UNITED NATIONS (AFP) - The UN Security Council on Monday (Jan 4) strongly condemned an attack on the Saudi embassy in Teheran by protesters angry over Riyadh’s execution of a prominent Shi'ite cleric, as the crisis between the two regional rivals deepened.
The statement by the 15-member council made no mention of the execution of Sheikh Nimr al-Nimr and called on Iran to protect diplomatic personnel and property.
Saudi Arabia cut off diplomatic ties with Iran on Sunday after protesters ransacked and set fire to the Saudi embassy in Teheran and the consulate in Mashhad.
“The members of the Security Council condemned in the strongest terms the attacks against the Kingdom of Saudi Arabia’s embassy in Teheran, and its Consulate General in Mashhad in the Islamic Republic of Iran, which resulted in intrusions into the diplomatic and consular premises, causing serious damage,” said the council statement.

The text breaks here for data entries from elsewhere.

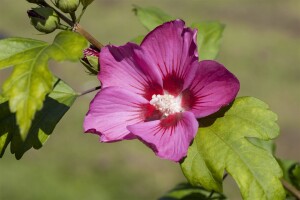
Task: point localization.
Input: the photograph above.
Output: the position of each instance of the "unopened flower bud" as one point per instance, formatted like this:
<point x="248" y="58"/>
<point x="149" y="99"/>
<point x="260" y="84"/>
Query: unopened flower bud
<point x="85" y="3"/>
<point x="44" y="19"/>
<point x="67" y="6"/>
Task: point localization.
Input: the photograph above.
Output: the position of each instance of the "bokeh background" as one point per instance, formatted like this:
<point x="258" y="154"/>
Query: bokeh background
<point x="261" y="46"/>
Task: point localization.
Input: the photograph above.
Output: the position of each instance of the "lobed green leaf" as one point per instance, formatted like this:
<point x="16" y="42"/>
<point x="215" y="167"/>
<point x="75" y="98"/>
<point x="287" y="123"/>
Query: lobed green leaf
<point x="31" y="79"/>
<point x="208" y="39"/>
<point x="57" y="103"/>
<point x="222" y="144"/>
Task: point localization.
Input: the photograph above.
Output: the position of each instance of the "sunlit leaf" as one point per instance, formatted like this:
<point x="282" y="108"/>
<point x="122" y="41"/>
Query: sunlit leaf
<point x="208" y="39"/>
<point x="151" y="17"/>
<point x="138" y="40"/>
<point x="31" y="79"/>
<point x="55" y="106"/>
<point x="187" y="192"/>
<point x="221" y="144"/>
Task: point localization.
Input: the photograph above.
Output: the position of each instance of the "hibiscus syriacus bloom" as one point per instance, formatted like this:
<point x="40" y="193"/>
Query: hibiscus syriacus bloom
<point x="156" y="91"/>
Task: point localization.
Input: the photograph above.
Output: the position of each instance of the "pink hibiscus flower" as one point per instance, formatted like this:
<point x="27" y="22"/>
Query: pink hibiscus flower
<point x="156" y="91"/>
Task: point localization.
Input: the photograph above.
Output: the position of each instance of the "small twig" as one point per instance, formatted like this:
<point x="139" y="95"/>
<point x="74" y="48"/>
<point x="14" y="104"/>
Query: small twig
<point x="90" y="90"/>
<point x="289" y="187"/>
<point x="77" y="28"/>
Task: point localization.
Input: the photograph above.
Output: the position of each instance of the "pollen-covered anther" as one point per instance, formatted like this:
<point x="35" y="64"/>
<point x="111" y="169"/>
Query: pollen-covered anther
<point x="167" y="104"/>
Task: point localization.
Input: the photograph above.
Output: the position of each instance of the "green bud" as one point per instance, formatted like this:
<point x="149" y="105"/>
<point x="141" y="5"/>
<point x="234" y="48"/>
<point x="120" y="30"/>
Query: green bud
<point x="35" y="1"/>
<point x="67" y="6"/>
<point x="85" y="3"/>
<point x="44" y="19"/>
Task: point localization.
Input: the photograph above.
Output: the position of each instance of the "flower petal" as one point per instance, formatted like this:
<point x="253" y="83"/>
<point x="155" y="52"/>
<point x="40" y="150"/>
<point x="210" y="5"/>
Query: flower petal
<point x="120" y="66"/>
<point x="173" y="48"/>
<point x="213" y="87"/>
<point x="169" y="138"/>
<point x="111" y="111"/>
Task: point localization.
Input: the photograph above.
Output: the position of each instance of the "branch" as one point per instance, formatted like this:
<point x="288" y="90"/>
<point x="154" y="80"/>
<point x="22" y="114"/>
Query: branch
<point x="289" y="187"/>
<point x="77" y="28"/>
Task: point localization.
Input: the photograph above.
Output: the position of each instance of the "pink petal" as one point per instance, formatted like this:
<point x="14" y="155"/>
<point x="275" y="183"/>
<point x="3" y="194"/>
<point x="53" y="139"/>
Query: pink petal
<point x="111" y="111"/>
<point x="213" y="87"/>
<point x="173" y="48"/>
<point x="169" y="138"/>
<point x="124" y="67"/>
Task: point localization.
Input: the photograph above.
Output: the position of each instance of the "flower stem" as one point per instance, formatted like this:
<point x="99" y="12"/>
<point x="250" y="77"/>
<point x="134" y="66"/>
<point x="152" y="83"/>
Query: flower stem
<point x="289" y="187"/>
<point x="76" y="27"/>
<point x="90" y="90"/>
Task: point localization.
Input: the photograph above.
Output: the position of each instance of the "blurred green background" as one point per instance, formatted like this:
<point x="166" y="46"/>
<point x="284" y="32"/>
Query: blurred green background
<point x="261" y="46"/>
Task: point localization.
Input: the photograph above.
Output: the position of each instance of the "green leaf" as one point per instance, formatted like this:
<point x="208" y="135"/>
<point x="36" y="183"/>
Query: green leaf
<point x="185" y="191"/>
<point x="85" y="3"/>
<point x="294" y="173"/>
<point x="31" y="79"/>
<point x="209" y="38"/>
<point x="57" y="103"/>
<point x="138" y="40"/>
<point x="221" y="144"/>
<point x="151" y="17"/>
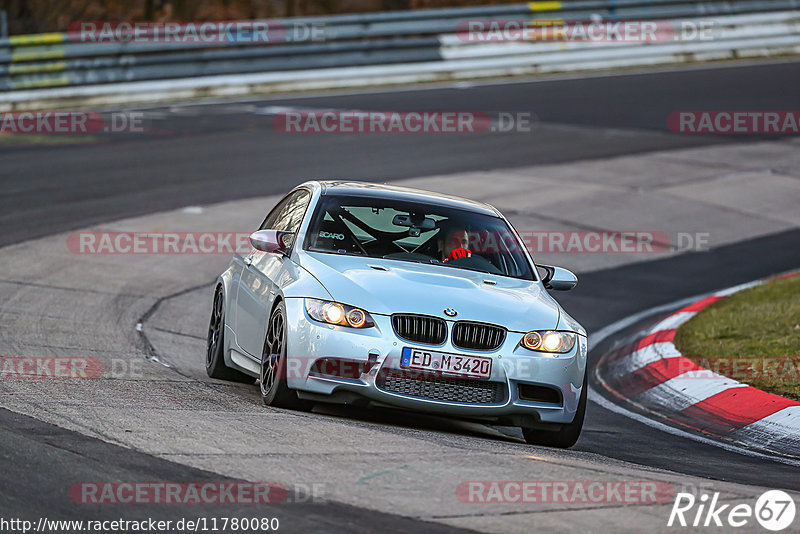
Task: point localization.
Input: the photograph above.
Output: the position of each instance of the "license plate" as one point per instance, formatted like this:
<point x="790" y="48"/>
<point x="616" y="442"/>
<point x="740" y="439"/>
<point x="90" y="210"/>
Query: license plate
<point x="426" y="360"/>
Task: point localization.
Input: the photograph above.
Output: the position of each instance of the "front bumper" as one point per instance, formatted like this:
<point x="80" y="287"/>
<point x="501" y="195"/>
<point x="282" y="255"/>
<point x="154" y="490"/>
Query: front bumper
<point x="378" y="350"/>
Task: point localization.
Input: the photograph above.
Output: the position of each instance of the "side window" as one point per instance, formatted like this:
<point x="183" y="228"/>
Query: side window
<point x="288" y="214"/>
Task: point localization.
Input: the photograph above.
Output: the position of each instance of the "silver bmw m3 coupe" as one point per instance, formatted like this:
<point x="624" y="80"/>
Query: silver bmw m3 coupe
<point x="387" y="296"/>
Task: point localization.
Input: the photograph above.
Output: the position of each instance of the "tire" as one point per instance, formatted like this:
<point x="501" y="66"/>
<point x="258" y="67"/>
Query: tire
<point x="274" y="389"/>
<point x="215" y="359"/>
<point x="568" y="434"/>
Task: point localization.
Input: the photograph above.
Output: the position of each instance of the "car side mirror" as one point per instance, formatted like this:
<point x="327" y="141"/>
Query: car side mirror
<point x="274" y="241"/>
<point x="558" y="278"/>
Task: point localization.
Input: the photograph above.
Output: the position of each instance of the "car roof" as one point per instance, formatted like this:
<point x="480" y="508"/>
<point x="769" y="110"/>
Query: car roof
<point x="367" y="189"/>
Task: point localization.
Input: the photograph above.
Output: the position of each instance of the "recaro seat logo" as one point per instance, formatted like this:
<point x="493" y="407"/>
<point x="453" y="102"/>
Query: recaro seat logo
<point x="774" y="510"/>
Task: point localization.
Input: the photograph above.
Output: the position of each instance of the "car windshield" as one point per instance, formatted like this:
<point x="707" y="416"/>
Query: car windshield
<point x="416" y="232"/>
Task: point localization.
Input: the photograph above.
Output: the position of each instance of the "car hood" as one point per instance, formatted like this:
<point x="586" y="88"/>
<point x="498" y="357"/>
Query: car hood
<point x="407" y="287"/>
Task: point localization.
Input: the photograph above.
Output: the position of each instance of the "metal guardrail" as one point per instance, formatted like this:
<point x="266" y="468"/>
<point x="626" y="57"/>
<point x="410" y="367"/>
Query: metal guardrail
<point x="390" y="38"/>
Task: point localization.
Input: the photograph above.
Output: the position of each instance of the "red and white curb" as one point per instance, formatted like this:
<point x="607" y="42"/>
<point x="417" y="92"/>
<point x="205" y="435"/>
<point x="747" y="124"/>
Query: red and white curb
<point x="652" y="375"/>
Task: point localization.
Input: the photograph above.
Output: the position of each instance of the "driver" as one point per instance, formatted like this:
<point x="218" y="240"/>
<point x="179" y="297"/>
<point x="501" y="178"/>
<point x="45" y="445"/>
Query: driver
<point x="455" y="244"/>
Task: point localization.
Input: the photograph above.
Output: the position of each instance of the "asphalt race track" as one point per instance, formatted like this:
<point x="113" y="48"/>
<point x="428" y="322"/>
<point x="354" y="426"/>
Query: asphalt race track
<point x="198" y="155"/>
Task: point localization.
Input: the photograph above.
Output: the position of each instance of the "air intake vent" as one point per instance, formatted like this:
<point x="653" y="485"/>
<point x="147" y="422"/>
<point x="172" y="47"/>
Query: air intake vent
<point x="478" y="336"/>
<point x="444" y="389"/>
<point x="420" y="328"/>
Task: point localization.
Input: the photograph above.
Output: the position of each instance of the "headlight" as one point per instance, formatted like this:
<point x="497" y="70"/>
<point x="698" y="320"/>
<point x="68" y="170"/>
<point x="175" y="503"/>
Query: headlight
<point x="549" y="341"/>
<point x="329" y="312"/>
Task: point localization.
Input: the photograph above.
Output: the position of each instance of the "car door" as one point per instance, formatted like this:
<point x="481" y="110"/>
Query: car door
<point x="262" y="274"/>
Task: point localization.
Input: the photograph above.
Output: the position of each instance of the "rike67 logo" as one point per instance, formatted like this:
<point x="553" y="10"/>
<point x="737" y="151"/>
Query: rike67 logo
<point x="774" y="510"/>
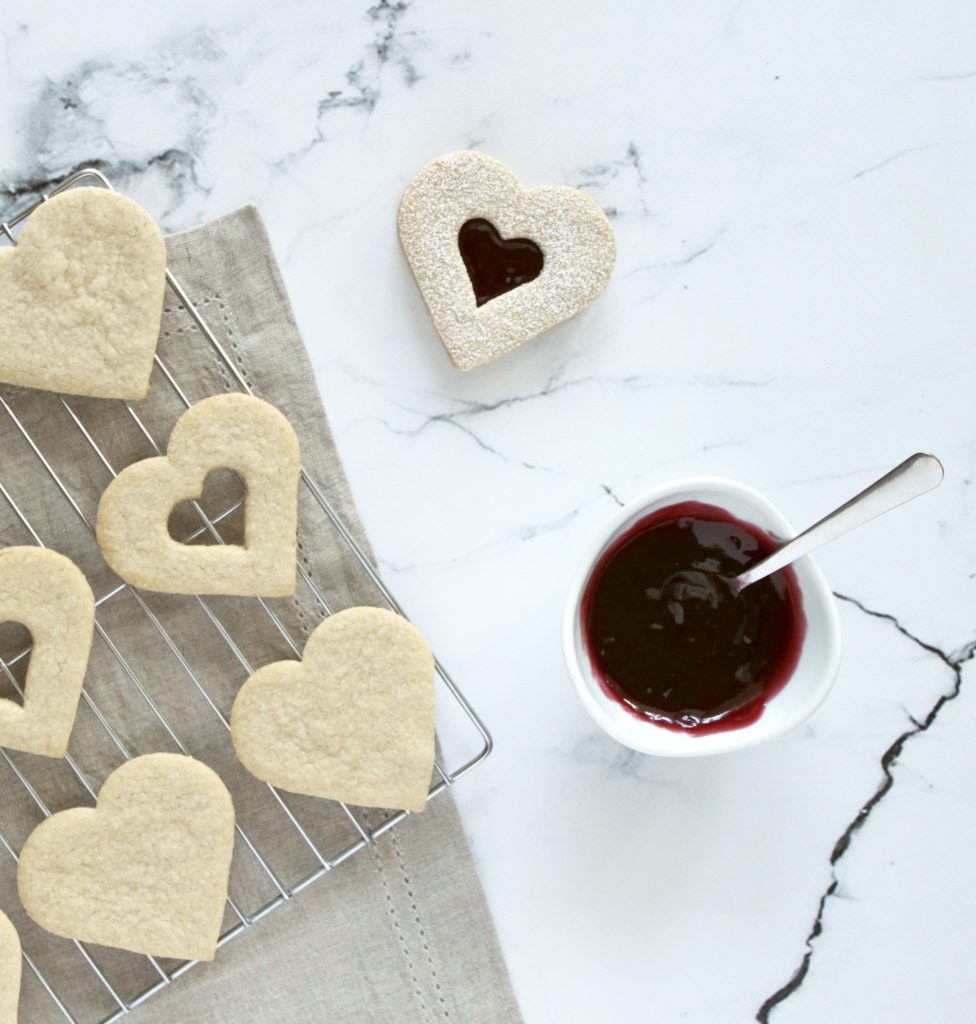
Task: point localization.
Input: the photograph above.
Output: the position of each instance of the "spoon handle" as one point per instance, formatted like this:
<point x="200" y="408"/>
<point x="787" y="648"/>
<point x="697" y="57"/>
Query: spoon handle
<point x="913" y="477"/>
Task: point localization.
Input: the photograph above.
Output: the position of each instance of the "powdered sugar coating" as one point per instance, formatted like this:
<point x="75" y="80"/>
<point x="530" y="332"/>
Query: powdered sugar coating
<point x="574" y="233"/>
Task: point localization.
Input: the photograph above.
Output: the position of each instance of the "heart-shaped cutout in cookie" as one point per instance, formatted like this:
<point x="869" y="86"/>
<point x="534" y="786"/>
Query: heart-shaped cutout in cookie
<point x="145" y="869"/>
<point x="459" y="276"/>
<point x="9" y="971"/>
<point x="352" y="721"/>
<point x="81" y="297"/>
<point x="226" y="431"/>
<point x="496" y="265"/>
<point x="48" y="594"/>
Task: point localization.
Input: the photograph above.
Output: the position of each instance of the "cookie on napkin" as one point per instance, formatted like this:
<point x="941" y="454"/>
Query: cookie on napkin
<point x="48" y="594"/>
<point x="145" y="869"/>
<point x="352" y="721"/>
<point x="496" y="263"/>
<point x="226" y="431"/>
<point x="9" y="971"/>
<point x="81" y="297"/>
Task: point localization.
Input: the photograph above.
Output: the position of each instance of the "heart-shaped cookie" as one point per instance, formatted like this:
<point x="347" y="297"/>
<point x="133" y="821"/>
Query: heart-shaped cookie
<point x="81" y="297"/>
<point x="145" y="869"/>
<point x="226" y="431"/>
<point x="352" y="721"/>
<point x="497" y="263"/>
<point x="9" y="971"/>
<point x="48" y="594"/>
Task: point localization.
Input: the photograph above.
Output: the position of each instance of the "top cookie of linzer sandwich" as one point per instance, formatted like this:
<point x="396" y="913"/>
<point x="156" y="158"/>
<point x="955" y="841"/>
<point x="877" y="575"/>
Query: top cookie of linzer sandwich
<point x="81" y="297"/>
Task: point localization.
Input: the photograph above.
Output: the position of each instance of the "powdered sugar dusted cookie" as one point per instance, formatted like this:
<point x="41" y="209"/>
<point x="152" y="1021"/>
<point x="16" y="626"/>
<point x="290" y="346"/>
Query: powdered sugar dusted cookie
<point x="81" y="297"/>
<point x="145" y="869"/>
<point x="497" y="263"/>
<point x="9" y="971"/>
<point x="352" y="721"/>
<point x="48" y="594"/>
<point x="227" y="431"/>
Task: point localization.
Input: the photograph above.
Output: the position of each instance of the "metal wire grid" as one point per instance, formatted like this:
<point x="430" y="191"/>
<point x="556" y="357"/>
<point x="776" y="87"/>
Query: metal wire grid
<point x="363" y="833"/>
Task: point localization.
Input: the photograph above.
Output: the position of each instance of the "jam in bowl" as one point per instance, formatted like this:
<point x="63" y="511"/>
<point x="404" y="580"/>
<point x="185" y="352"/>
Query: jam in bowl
<point x="666" y="655"/>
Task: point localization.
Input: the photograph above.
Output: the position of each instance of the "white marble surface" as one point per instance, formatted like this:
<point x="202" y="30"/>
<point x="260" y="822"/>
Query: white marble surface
<point x="792" y="187"/>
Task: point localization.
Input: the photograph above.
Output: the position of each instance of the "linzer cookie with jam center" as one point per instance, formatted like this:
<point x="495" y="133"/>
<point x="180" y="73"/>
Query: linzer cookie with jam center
<point x="497" y="263"/>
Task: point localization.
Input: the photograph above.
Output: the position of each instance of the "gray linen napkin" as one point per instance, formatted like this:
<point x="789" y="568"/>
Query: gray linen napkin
<point x="397" y="933"/>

Expressing “deep concern” over the attacks, the council “called on the Iranian authorities to protect diplomatic and consular property and personnel, and to respect fully their international obligations in this regard.”
Council members urged the sides to “maintain dialogue and take steps to reduce tensions in the region.”
Saudi Ambassador Abdallah al-Mouallimi had earlier urged the council to “take all appropriate measures to ensure the inviolability of diplomatic facilities and the protection of all Saudi diplomats in Iran.”
Riyadh also defended the execution of 47 men including Nimr, saying in a letter to UN Secretary General Ban Ki Moon that they were “granted fair and just trials without any consideration to their intellectual, racial or sectarian affiliation.”
International fears were growing that the Saudi-Iranian rift would derail peace efforts in Syria and Yemen and two UN envoys were dispatched to Riyadh to keep diplomatic gains afloat.
At Russia’s request, the council on Tuesday will discuss the conflict in Yemen after the Saudi-led coalition ended a ceasefire with Iran-backed rebels in the country.
Following angry exchanges over Saudi Arabia’s execution on Saturday of the Shi'ite cleric, Riyadh and then Bahrain and Sudan severed relations with Teheran, the main Shi'ite power.
European countries and regional power Turkey voiced concerns over the row, while US Secretary of State John Kerry called his Iranian and Saudi counterparts and Moscow offered to act as an intermediary.